We have previously shown that erythroleukemia cells (K562) transfected with vascular adhesion molecule 1 (VCAM-1) are susceptible to human T-cell leukemia virus type 1 (HTLV-1)-induced syncytium formation. Since expression of VCAM-1 alone is not sufficient to render cells susceptible to HTLV-1 fusion, K562 cells appear to express a second molecule critical for HTLV-induced syncytium formation. By immunizing mice with K562 cells, we have isolated four monoclonal antibodies (MAbs), K5.M1, K5.M2, K5.M3, and K5.M4, that inhibit HTLV-induced syncytium formation between infected MT2 cells and susceptible K562/VCAM1 cells. These MAbs recognize distinct proteins on the surface of cells as determined by cell phenotyping, immunoprecipitation, and Western blot analysis.

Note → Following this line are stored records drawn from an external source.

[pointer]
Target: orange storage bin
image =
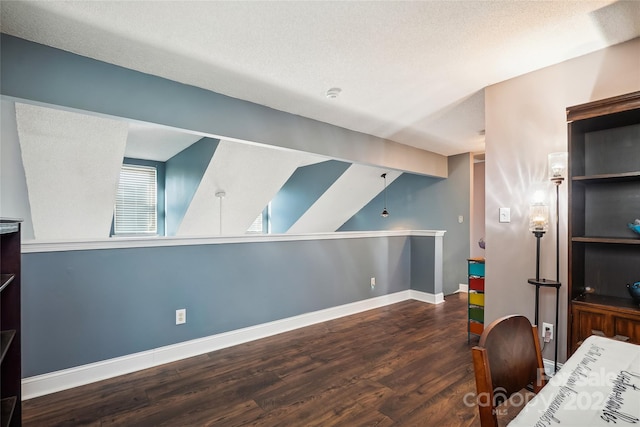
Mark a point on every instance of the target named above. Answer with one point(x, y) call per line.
point(476, 284)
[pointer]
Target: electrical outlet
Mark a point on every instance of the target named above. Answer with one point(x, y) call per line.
point(547, 331)
point(181, 316)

Since three of the proteins recognized by the MAbs appear to be GPI linked, we isolated lipid rafts and determined by immunoblot analysis that all four MAbs recognize proteins that sort entirely or in large part to lipid rafts. Dispersion of lipid rafts on the cells by cholesterol depletion with β-cyclodextrin resulted in inhibition of syncytium formation, and this effect was not seen when the β-cyclodextrin was preloaded with cholesterol before treating the cells. The results of these studies suggest that lipid rafts may play an important role in HTLV-1 syncytium formation.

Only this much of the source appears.